December’s UN summit, to be held in Copenhagen, is due to agree a new global climate treaty to supplant the Kyoto Protocol, BBC gives information. But preparatory talks have been plagued by lack of agreement on how much to cut greenhouse gas emissions and how to finance climate protection for the poorest countries.
“There is a real danger that politicians will be indecisive, especially in such turbulent economic times as these,” according to the letter signed by leaders of 18 colleges of medicine and other medical disciplines across the world, the same source report said. “Should their response be weak, the results for international health could be catastrophic.”
The threat to health is especially evident in poorest countries, particularly in sub-Saharan Africa, as Lancet and University College London report shows. These countries are struggling to meet the Millennium Development Goals.

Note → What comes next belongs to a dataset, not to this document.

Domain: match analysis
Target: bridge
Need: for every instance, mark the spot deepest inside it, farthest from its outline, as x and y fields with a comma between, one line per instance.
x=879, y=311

Their poverty and lack of resources, infrastructure, and often governance, greatly increase their vulnerability to the effects of climate change, according to Guardian. Warmer climate can lead to drought, pressure on resources (particularly water), migration, and conflict. The conflict in Darfur is as much about pressure on resources as the desert encroaches as about the internal politics of Sudan.
And the implications for the health of local populations are acute: on the spread and changing patterns of disease, notably water-borne diseases from inadequate and unclean supplies; on maternal and child mortality as basic health services collapse; and on malnutrition where food is scarce, the same source gives information. And population stabilisation will not be achieved if, for want of resources, girls are not educated and contraceptives are unavailable.